Tag: Analyse

Detecting vandalism in OpenStreetMap – A case study

This blog post is a summary of my talk at the FOSSGIS & OpenStreetMap conference 2017 (german slides). I guess some of the content might be feasible for a research article, however, here we go:

Vandalism is (still) an omnipresent issue for any kind of open data project. Over the past few years the OpenStreetMap (OSM) project data has been implemented in a number of applications. In my opinion, this is one of the most important reasons why we have to bring our quality assurance to the next level. Do we really have a vandalism issue after all? Yes, we do. But first we should take a closer look at the different vandalism types.

It is important to distinguish between different vandalism types. Not each and every unusual map edit should be considered as vandalism. Based on the OSM wiki page, I created the following breakdown. Generally speaking, vandalism can occur intentionally and unintentionally. Therefore we should distinguish between vandalism and bad-map-editing-behavior. Oftentimes new contributors make mistakes which are not vandalism because they do not have the expert mapper knowledge. In my opinion, only intentional map edits such as mass-deletions or “graffiti” are real cases of vandalism.

To get an impression of the state of vandalism in the OSM project, I conducted a case study for a four week timeframe (between January 5th and February 12th, 2017).
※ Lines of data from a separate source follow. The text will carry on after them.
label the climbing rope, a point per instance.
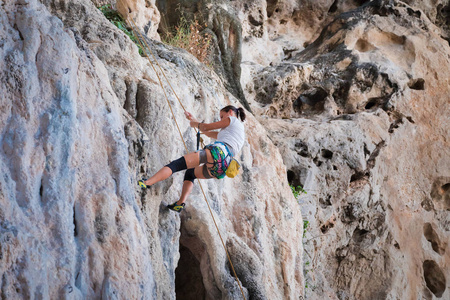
(141, 40)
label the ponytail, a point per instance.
(239, 112)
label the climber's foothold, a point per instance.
(142, 183)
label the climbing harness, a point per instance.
(221, 159)
(141, 39)
(233, 168)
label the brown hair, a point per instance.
(239, 112)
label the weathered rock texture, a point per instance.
(222, 25)
(351, 102)
(361, 118)
(82, 119)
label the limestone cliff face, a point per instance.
(350, 100)
(82, 119)
(361, 118)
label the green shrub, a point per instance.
(188, 35)
(297, 191)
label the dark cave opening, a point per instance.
(188, 277)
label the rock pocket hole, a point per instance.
(333, 7)
(440, 193)
(188, 277)
(434, 277)
(433, 238)
(326, 153)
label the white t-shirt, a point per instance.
(233, 135)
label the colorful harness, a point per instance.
(222, 158)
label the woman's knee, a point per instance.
(190, 175)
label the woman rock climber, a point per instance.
(210, 162)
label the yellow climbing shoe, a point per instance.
(176, 207)
(142, 184)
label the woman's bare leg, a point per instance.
(192, 161)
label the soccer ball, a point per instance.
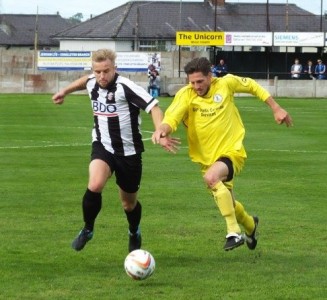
(139, 264)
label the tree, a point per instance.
(77, 18)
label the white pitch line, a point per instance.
(148, 139)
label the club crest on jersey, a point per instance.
(217, 98)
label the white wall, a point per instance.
(85, 45)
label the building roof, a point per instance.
(19, 30)
(161, 20)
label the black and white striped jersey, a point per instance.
(116, 111)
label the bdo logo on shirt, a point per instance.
(101, 108)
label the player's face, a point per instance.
(104, 72)
(200, 83)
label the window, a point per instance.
(152, 45)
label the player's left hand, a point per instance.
(170, 144)
(282, 116)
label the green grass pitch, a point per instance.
(44, 168)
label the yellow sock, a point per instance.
(244, 218)
(224, 201)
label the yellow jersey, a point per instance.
(213, 123)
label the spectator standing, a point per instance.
(221, 68)
(296, 69)
(154, 84)
(320, 70)
(309, 70)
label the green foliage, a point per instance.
(44, 167)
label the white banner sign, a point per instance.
(248, 38)
(137, 61)
(64, 60)
(299, 39)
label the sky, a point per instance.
(68, 8)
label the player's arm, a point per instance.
(248, 85)
(169, 143)
(281, 115)
(77, 85)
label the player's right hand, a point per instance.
(58, 98)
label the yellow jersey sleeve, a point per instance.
(178, 109)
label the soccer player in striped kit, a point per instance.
(116, 141)
(215, 136)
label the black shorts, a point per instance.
(127, 169)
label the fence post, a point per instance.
(276, 85)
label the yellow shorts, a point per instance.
(238, 161)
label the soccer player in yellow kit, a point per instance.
(215, 134)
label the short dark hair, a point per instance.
(200, 64)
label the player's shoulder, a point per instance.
(234, 79)
(185, 91)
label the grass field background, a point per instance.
(44, 168)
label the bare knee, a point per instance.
(128, 200)
(95, 186)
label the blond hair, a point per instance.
(104, 54)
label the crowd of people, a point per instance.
(309, 70)
(219, 70)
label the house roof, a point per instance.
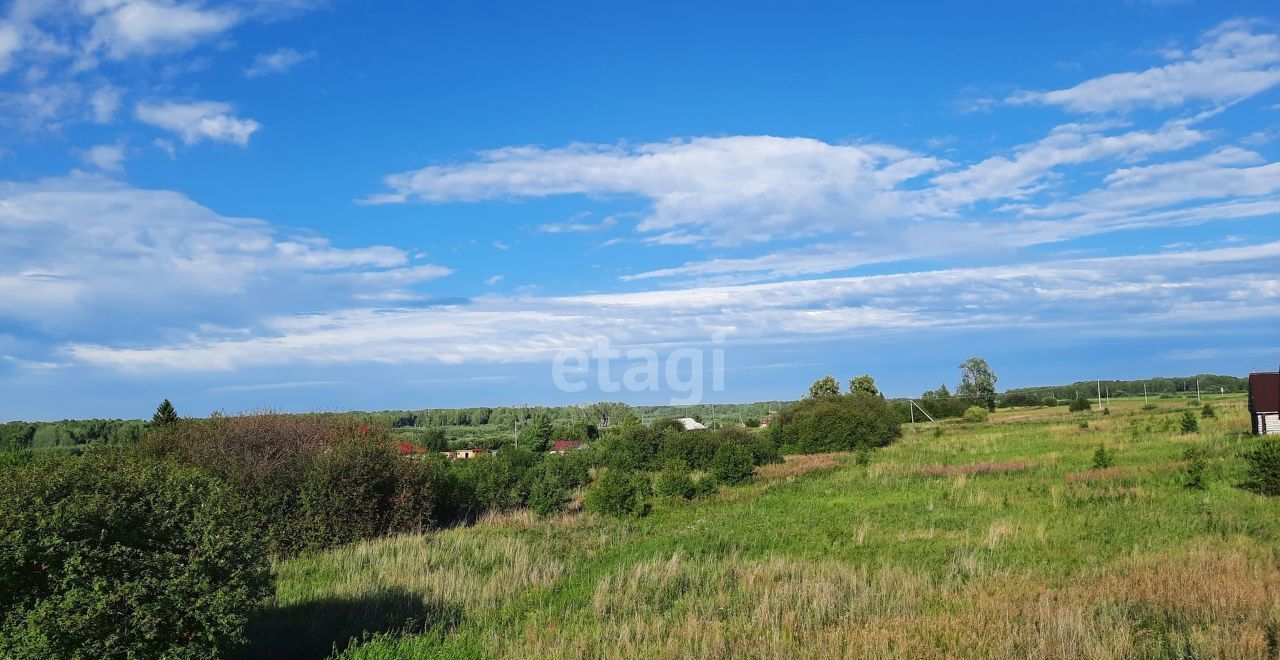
(690, 424)
(1265, 393)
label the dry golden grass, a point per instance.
(1212, 601)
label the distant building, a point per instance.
(563, 447)
(464, 453)
(690, 424)
(1265, 403)
(406, 448)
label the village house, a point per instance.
(464, 453)
(1265, 403)
(690, 424)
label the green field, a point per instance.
(987, 540)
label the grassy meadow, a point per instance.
(961, 540)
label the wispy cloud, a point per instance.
(1233, 62)
(1166, 290)
(277, 62)
(199, 120)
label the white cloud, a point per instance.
(1233, 62)
(277, 62)
(199, 120)
(727, 189)
(10, 40)
(106, 157)
(1157, 290)
(579, 224)
(87, 248)
(144, 27)
(105, 101)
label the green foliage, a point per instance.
(823, 388)
(1196, 468)
(1264, 467)
(1102, 458)
(864, 385)
(705, 486)
(551, 484)
(311, 481)
(620, 493)
(112, 555)
(1188, 424)
(675, 482)
(836, 424)
(978, 381)
(165, 415)
(732, 463)
(361, 489)
(536, 434)
(493, 481)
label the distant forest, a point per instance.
(493, 426)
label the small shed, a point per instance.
(1265, 403)
(690, 424)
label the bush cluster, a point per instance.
(310, 481)
(112, 555)
(836, 424)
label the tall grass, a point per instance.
(928, 551)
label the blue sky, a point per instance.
(401, 205)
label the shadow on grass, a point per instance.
(314, 629)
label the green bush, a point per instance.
(1196, 468)
(705, 486)
(1102, 458)
(732, 463)
(620, 493)
(676, 482)
(1189, 424)
(1264, 467)
(113, 555)
(836, 424)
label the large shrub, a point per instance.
(493, 482)
(1264, 467)
(732, 463)
(620, 493)
(362, 489)
(110, 555)
(836, 424)
(310, 481)
(553, 480)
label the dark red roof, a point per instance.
(405, 447)
(1265, 393)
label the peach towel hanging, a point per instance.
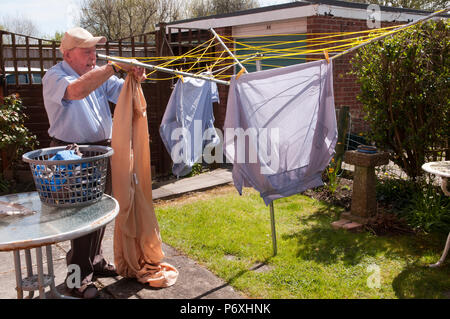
(137, 241)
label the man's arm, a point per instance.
(85, 84)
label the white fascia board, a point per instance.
(253, 18)
(361, 14)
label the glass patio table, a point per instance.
(441, 169)
(41, 226)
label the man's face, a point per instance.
(82, 60)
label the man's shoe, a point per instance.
(86, 292)
(108, 271)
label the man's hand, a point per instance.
(138, 72)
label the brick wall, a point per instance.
(345, 87)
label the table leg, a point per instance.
(53, 289)
(29, 270)
(18, 274)
(444, 254)
(40, 268)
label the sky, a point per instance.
(50, 16)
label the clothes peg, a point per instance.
(240, 73)
(180, 76)
(327, 57)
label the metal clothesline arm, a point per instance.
(391, 32)
(161, 69)
(228, 50)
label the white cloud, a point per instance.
(48, 15)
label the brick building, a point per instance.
(299, 19)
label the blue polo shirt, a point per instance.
(79, 121)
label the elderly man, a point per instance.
(76, 95)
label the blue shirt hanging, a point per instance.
(188, 123)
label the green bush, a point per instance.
(404, 81)
(422, 205)
(429, 210)
(15, 138)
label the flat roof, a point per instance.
(307, 8)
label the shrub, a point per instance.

During my study I analyzed OSM edits, which mostly deleted objects from new contributors who created fictitious data or changesets for the Pokemon game. If you did not hear or read about OSM’s Pokemon phenomena, you can read more about it here. The OSM wiki page for quality assurance lists some tools that can be used for vandalism detection. However, for this study I applied my own developed OSM suspicious webpage and the quite useful augmented OSM change viewer (Achavi). Furthermore, a webpage that lists the newest OSM contributors may also be of interest to you.

So what can you do when you find a strange map edit that could be a vandalism case? The OSM help page contains an answer for that. First of all: Keep calm! Use changeset comments and try to ask in a friendly manner for the suspicious mapping reasons.

Results of the study: Overall I commented 283 Changesets in the aforementioned timeframe of four weeks. Unfortunately I did not count the number of analyzed changesets, but I assume that it should be around 1,200 (+- 200). The following chart shows the commented changesets per day. The weekends tend to have a larger number of commented/discussed changesets.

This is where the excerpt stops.